Your website isn’t the place for a hard sell, it’s the place to explain and give examples of your school’s advantages.
Engage and Excite
Social media allows you to build your school’s brand organically. Share valuable content on your school social media pages. Answer questions and encourage interaction. Use the opportunity to engage in direct discussions to build trust.
Join interest groups on social media and participate in public conversations. Don’t sell! Remain honest and factual. Help people by answering questions and giving them resource links. Refer to your school website and others.
Outbound Marketing
A private school ad is a form of outbound marketing. Improve your marketing results by using paid advertising to reinforce and optimize the organic growth in traffic from your inbound marketing efforts.
Use the Google AdWords Keyword Planner to help you choose keywords that give the advantages of low competition and volume. Get familiar with current keywords trends. Use social media planning on Facebook, Twitter, Instagram and other platforms to reach your parent audience.

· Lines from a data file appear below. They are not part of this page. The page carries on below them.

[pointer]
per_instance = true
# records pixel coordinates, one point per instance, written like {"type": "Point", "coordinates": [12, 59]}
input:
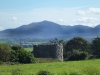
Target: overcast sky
{"type": "Point", "coordinates": [14, 13]}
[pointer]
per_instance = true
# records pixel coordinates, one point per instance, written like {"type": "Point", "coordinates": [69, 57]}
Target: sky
{"type": "Point", "coordinates": [15, 13]}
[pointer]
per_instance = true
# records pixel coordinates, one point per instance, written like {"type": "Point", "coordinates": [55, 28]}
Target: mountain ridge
{"type": "Point", "coordinates": [48, 29]}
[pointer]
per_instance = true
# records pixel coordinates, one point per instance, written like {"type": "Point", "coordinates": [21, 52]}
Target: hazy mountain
{"type": "Point", "coordinates": [47, 29]}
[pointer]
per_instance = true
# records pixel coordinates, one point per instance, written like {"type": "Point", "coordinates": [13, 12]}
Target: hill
{"type": "Point", "coordinates": [47, 29]}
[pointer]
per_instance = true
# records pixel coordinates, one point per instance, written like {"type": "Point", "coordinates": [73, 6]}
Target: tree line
{"type": "Point", "coordinates": [78, 48]}
{"type": "Point", "coordinates": [15, 54]}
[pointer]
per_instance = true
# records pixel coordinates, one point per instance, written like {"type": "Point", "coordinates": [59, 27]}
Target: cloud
{"type": "Point", "coordinates": [14, 19]}
{"type": "Point", "coordinates": [1, 29]}
{"type": "Point", "coordinates": [91, 10]}
{"type": "Point", "coordinates": [94, 10]}
{"type": "Point", "coordinates": [61, 20]}
{"type": "Point", "coordinates": [87, 20]}
{"type": "Point", "coordinates": [81, 12]}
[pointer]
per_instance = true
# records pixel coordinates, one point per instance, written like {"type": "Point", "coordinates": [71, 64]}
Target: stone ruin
{"type": "Point", "coordinates": [48, 51]}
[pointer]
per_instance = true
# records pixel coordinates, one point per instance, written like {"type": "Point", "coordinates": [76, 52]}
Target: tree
{"type": "Point", "coordinates": [5, 52]}
{"type": "Point", "coordinates": [18, 54]}
{"type": "Point", "coordinates": [95, 46]}
{"type": "Point", "coordinates": [77, 44]}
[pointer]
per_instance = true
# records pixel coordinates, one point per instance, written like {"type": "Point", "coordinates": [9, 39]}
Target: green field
{"type": "Point", "coordinates": [86, 67]}
{"type": "Point", "coordinates": [28, 49]}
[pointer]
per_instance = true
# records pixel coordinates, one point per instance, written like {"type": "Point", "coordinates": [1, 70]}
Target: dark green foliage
{"type": "Point", "coordinates": [4, 52]}
{"type": "Point", "coordinates": [17, 47]}
{"type": "Point", "coordinates": [78, 56]}
{"type": "Point", "coordinates": [44, 73]}
{"type": "Point", "coordinates": [76, 44]}
{"type": "Point", "coordinates": [21, 56]}
{"type": "Point", "coordinates": [16, 72]}
{"type": "Point", "coordinates": [95, 46]}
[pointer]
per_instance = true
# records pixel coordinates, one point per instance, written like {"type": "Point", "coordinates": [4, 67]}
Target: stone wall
{"type": "Point", "coordinates": [49, 51]}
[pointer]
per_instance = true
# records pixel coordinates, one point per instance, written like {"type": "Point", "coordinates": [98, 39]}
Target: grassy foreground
{"type": "Point", "coordinates": [87, 67]}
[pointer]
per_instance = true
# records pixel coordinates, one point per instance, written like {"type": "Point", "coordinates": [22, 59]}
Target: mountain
{"type": "Point", "coordinates": [47, 29]}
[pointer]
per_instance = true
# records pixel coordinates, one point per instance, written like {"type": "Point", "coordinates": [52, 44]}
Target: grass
{"type": "Point", "coordinates": [29, 49]}
{"type": "Point", "coordinates": [86, 67]}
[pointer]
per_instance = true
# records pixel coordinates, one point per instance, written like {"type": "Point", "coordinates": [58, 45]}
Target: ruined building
{"type": "Point", "coordinates": [49, 51]}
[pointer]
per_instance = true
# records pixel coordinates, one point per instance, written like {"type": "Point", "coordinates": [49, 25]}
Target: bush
{"type": "Point", "coordinates": [5, 52]}
{"type": "Point", "coordinates": [18, 54]}
{"type": "Point", "coordinates": [44, 73]}
{"type": "Point", "coordinates": [78, 56]}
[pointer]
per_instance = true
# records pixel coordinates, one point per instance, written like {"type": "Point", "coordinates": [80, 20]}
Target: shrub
{"type": "Point", "coordinates": [4, 52]}
{"type": "Point", "coordinates": [78, 56]}
{"type": "Point", "coordinates": [44, 73]}
{"type": "Point", "coordinates": [18, 54]}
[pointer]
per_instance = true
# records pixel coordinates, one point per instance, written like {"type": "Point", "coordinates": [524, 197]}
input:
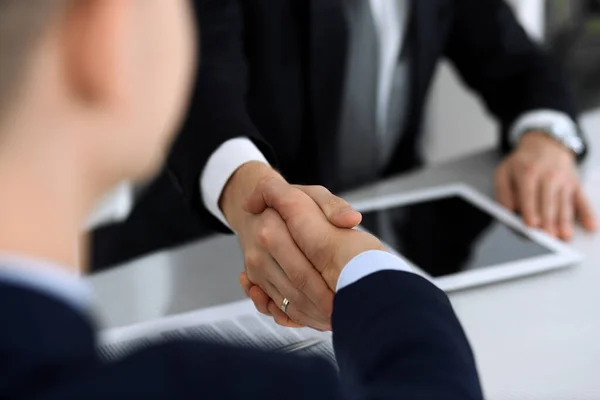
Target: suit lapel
{"type": "Point", "coordinates": [328, 42]}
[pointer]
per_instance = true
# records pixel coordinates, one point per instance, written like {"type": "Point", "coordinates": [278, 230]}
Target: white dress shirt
{"type": "Point", "coordinates": [391, 19]}
{"type": "Point", "coordinates": [51, 280]}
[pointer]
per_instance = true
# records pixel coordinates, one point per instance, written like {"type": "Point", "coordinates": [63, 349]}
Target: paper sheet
{"type": "Point", "coordinates": [237, 324]}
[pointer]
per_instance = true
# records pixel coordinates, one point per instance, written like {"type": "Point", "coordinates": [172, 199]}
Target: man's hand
{"type": "Point", "coordinates": [311, 300]}
{"type": "Point", "coordinates": [327, 247]}
{"type": "Point", "coordinates": [539, 180]}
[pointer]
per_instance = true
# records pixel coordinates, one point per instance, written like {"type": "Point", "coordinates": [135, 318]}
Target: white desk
{"type": "Point", "coordinates": [535, 338]}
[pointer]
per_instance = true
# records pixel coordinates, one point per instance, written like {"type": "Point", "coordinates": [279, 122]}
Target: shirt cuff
{"type": "Point", "coordinates": [368, 263]}
{"type": "Point", "coordinates": [47, 278]}
{"type": "Point", "coordinates": [538, 119]}
{"type": "Point", "coordinates": [220, 166]}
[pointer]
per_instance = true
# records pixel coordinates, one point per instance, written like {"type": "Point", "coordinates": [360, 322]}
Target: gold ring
{"type": "Point", "coordinates": [284, 304]}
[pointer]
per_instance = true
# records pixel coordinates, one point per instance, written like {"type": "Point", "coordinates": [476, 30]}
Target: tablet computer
{"type": "Point", "coordinates": [458, 238]}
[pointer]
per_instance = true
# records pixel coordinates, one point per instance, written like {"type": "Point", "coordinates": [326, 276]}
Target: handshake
{"type": "Point", "coordinates": [296, 241]}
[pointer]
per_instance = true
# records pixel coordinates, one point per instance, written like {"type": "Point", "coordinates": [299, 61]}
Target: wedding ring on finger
{"type": "Point", "coordinates": [284, 304]}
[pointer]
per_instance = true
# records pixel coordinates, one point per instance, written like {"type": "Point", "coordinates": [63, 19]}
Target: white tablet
{"type": "Point", "coordinates": [459, 238]}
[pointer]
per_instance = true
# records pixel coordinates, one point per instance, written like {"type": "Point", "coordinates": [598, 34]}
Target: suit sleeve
{"type": "Point", "coordinates": [495, 56]}
{"type": "Point", "coordinates": [217, 111]}
{"type": "Point", "coordinates": [397, 337]}
{"type": "Point", "coordinates": [48, 351]}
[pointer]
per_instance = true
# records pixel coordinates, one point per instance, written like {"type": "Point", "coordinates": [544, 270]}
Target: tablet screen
{"type": "Point", "coordinates": [448, 235]}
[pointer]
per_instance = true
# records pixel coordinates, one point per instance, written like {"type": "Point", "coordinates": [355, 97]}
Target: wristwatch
{"type": "Point", "coordinates": [562, 135]}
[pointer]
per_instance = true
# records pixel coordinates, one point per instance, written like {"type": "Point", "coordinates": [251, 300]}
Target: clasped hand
{"type": "Point", "coordinates": [302, 245]}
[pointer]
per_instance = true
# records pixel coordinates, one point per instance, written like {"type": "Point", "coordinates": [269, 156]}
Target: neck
{"type": "Point", "coordinates": [38, 215]}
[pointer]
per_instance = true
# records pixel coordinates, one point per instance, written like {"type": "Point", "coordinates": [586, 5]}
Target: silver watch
{"type": "Point", "coordinates": [563, 136]}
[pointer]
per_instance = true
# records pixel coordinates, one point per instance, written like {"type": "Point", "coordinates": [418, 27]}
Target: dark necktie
{"type": "Point", "coordinates": [358, 151]}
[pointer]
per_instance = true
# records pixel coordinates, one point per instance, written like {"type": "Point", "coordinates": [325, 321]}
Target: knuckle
{"type": "Point", "coordinates": [252, 261]}
{"type": "Point", "coordinates": [266, 232]}
{"type": "Point", "coordinates": [529, 170]}
{"type": "Point", "coordinates": [555, 176]}
{"type": "Point", "coordinates": [335, 203]}
{"type": "Point", "coordinates": [299, 280]}
{"type": "Point", "coordinates": [263, 235]}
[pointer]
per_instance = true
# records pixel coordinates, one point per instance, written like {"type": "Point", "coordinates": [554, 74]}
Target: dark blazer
{"type": "Point", "coordinates": [395, 336]}
{"type": "Point", "coordinates": [273, 71]}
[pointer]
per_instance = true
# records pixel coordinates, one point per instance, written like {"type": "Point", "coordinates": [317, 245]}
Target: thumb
{"type": "Point", "coordinates": [307, 224]}
{"type": "Point", "coordinates": [339, 212]}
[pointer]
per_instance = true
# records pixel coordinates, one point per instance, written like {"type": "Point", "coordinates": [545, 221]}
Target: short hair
{"type": "Point", "coordinates": [22, 23]}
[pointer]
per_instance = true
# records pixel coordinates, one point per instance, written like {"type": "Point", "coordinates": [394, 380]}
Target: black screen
{"type": "Point", "coordinates": [449, 235]}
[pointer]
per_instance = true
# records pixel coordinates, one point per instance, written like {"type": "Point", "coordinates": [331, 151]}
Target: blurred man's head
{"type": "Point", "coordinates": [98, 86]}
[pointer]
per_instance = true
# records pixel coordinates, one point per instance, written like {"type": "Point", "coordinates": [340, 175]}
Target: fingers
{"type": "Point", "coordinates": [503, 188]}
{"type": "Point", "coordinates": [280, 317]}
{"type": "Point", "coordinates": [549, 207]}
{"type": "Point", "coordinates": [528, 192]}
{"type": "Point", "coordinates": [300, 279]}
{"type": "Point", "coordinates": [296, 278]}
{"type": "Point", "coordinates": [584, 210]}
{"type": "Point", "coordinates": [336, 209]}
{"type": "Point", "coordinates": [566, 214]}
{"type": "Point", "coordinates": [261, 302]}
{"type": "Point", "coordinates": [286, 199]}
{"type": "Point", "coordinates": [295, 314]}
{"type": "Point", "coordinates": [266, 194]}
{"type": "Point", "coordinates": [255, 293]}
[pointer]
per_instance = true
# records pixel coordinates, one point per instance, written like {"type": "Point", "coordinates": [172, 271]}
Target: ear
{"type": "Point", "coordinates": [99, 42]}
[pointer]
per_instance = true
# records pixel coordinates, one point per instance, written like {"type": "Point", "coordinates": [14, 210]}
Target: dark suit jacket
{"type": "Point", "coordinates": [273, 71]}
{"type": "Point", "coordinates": [395, 336]}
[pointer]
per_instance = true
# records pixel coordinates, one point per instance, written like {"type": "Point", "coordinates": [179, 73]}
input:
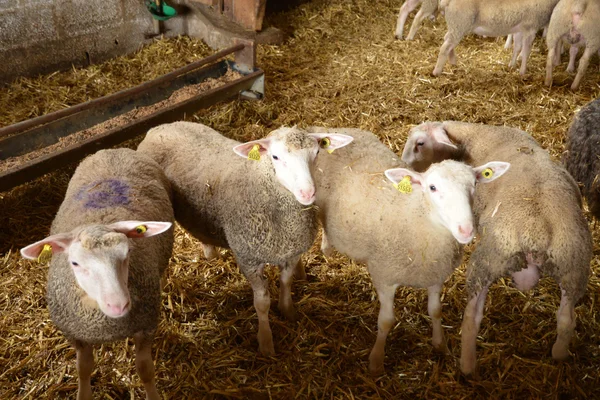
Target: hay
{"type": "Point", "coordinates": [341, 67]}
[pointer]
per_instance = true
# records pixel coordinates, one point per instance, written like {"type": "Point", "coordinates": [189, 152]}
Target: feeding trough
{"type": "Point", "coordinates": [26, 139]}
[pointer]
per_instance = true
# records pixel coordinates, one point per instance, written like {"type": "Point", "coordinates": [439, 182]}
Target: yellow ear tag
{"type": "Point", "coordinates": [46, 254]}
{"type": "Point", "coordinates": [325, 143]}
{"type": "Point", "coordinates": [404, 186]}
{"type": "Point", "coordinates": [254, 154]}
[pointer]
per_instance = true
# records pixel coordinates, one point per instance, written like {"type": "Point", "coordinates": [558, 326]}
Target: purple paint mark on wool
{"type": "Point", "coordinates": [104, 194]}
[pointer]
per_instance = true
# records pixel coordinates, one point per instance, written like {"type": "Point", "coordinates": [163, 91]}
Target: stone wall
{"type": "Point", "coordinates": [39, 36]}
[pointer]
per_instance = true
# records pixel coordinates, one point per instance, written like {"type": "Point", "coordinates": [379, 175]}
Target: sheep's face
{"type": "Point", "coordinates": [292, 153]}
{"type": "Point", "coordinates": [449, 188]}
{"type": "Point", "coordinates": [99, 258]}
{"type": "Point", "coordinates": [427, 144]}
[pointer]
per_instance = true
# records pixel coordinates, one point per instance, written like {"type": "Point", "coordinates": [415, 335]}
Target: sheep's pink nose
{"type": "Point", "coordinates": [118, 309]}
{"type": "Point", "coordinates": [466, 230]}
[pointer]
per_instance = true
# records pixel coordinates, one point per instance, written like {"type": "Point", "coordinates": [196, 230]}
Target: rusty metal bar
{"type": "Point", "coordinates": [44, 164]}
{"type": "Point", "coordinates": [21, 126]}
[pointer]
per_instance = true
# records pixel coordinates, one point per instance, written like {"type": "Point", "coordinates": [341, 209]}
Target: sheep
{"type": "Point", "coordinates": [574, 22]}
{"type": "Point", "coordinates": [404, 239]}
{"type": "Point", "coordinates": [428, 9]}
{"type": "Point", "coordinates": [522, 17]}
{"type": "Point", "coordinates": [103, 287]}
{"type": "Point", "coordinates": [581, 158]}
{"type": "Point", "coordinates": [261, 210]}
{"type": "Point", "coordinates": [530, 222]}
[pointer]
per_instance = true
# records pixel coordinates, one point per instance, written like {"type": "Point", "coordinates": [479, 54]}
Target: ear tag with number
{"type": "Point", "coordinates": [46, 254]}
{"type": "Point", "coordinates": [254, 154]}
{"type": "Point", "coordinates": [404, 186]}
{"type": "Point", "coordinates": [487, 173]}
{"type": "Point", "coordinates": [325, 143]}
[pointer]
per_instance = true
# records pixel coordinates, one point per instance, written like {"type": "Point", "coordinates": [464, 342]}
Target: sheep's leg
{"type": "Point", "coordinates": [572, 56]}
{"type": "Point", "coordinates": [326, 248]}
{"type": "Point", "coordinates": [447, 48]}
{"type": "Point", "coordinates": [210, 252]}
{"type": "Point", "coordinates": [508, 42]}
{"type": "Point", "coordinates": [286, 275]}
{"type": "Point", "coordinates": [300, 271]}
{"type": "Point", "coordinates": [434, 308]}
{"type": "Point", "coordinates": [553, 51]}
{"type": "Point", "coordinates": [85, 367]}
{"type": "Point", "coordinates": [144, 364]}
{"type": "Point", "coordinates": [517, 47]}
{"type": "Point", "coordinates": [583, 64]}
{"type": "Point", "coordinates": [470, 326]}
{"type": "Point", "coordinates": [527, 43]}
{"type": "Point", "coordinates": [565, 318]}
{"type": "Point", "coordinates": [385, 322]}
{"type": "Point", "coordinates": [407, 8]}
{"type": "Point", "coordinates": [421, 15]}
{"type": "Point", "coordinates": [262, 303]}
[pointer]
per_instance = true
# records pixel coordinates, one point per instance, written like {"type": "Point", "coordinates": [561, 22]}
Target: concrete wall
{"type": "Point", "coordinates": [39, 36]}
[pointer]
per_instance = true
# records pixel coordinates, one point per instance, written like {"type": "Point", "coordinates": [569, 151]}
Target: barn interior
{"type": "Point", "coordinates": [337, 65]}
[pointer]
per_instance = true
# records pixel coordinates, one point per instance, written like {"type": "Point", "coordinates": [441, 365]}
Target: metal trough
{"type": "Point", "coordinates": [36, 133]}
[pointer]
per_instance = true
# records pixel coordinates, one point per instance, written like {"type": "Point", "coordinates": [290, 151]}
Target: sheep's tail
{"type": "Point", "coordinates": [578, 7]}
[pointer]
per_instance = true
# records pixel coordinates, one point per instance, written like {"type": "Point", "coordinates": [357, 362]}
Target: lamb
{"type": "Point", "coordinates": [260, 210]}
{"type": "Point", "coordinates": [103, 287]}
{"type": "Point", "coordinates": [410, 239]}
{"type": "Point", "coordinates": [428, 9]}
{"type": "Point", "coordinates": [531, 222]}
{"type": "Point", "coordinates": [522, 17]}
{"type": "Point", "coordinates": [576, 23]}
{"type": "Point", "coordinates": [581, 159]}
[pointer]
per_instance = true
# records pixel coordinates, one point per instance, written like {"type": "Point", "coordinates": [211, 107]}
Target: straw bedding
{"type": "Point", "coordinates": [339, 67]}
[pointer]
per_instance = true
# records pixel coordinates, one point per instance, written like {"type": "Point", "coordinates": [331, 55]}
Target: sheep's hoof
{"type": "Point", "coordinates": [441, 348]}
{"type": "Point", "coordinates": [266, 349]}
{"type": "Point", "coordinates": [376, 369]}
{"type": "Point", "coordinates": [289, 313]}
{"type": "Point", "coordinates": [560, 352]}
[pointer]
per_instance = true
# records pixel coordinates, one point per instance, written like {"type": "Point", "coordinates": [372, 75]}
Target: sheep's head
{"type": "Point", "coordinates": [449, 188]}
{"type": "Point", "coordinates": [99, 258]}
{"type": "Point", "coordinates": [292, 153]}
{"type": "Point", "coordinates": [427, 144]}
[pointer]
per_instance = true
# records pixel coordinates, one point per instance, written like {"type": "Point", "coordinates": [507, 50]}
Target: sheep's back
{"type": "Point", "coordinates": [366, 218]}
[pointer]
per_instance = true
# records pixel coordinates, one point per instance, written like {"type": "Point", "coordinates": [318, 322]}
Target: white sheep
{"type": "Point", "coordinates": [260, 207]}
{"type": "Point", "coordinates": [531, 222]}
{"type": "Point", "coordinates": [493, 18]}
{"type": "Point", "coordinates": [428, 9]}
{"type": "Point", "coordinates": [411, 238]}
{"type": "Point", "coordinates": [102, 286]}
{"type": "Point", "coordinates": [576, 23]}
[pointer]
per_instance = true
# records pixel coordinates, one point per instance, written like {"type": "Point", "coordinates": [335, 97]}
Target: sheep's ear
{"type": "Point", "coordinates": [332, 141]}
{"type": "Point", "coordinates": [440, 135]}
{"type": "Point", "coordinates": [396, 175]}
{"type": "Point", "coordinates": [244, 149]}
{"type": "Point", "coordinates": [59, 243]}
{"type": "Point", "coordinates": [137, 229]}
{"type": "Point", "coordinates": [491, 171]}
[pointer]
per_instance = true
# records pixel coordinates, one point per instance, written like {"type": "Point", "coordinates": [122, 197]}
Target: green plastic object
{"type": "Point", "coordinates": [161, 11]}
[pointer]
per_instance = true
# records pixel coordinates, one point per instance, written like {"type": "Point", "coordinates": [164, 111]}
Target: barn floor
{"type": "Point", "coordinates": [340, 67]}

Off the internet, a targeted direct mail effort can get your message into the hands of the right people much more cost-effectively than billboards or TV. The U.S. Postal Service estimates some 60% of consumers have been influenced by direct mail to visit a promoted website. Combined with re-targeting efforts, your parents should be primed to enroll by the time you walk them onto campus for a free tour.
Ask an Expert
When your bottom line is more enrollment and your current efforts just aren’t making the grade, consider revamping your school marketing plan. A private school marketing plan need not be fancy or complicated, it just has to work! Use your existing resources to set priorities and bring people to your website.
From there, wow parents with the information they want, in simple and visual terms. Use outbound efforts to bring people in and re-target them for followup.
Most importantly, don’t be afraid to ask for expert help from someone who’s helped others in your position and gotten them incredible results.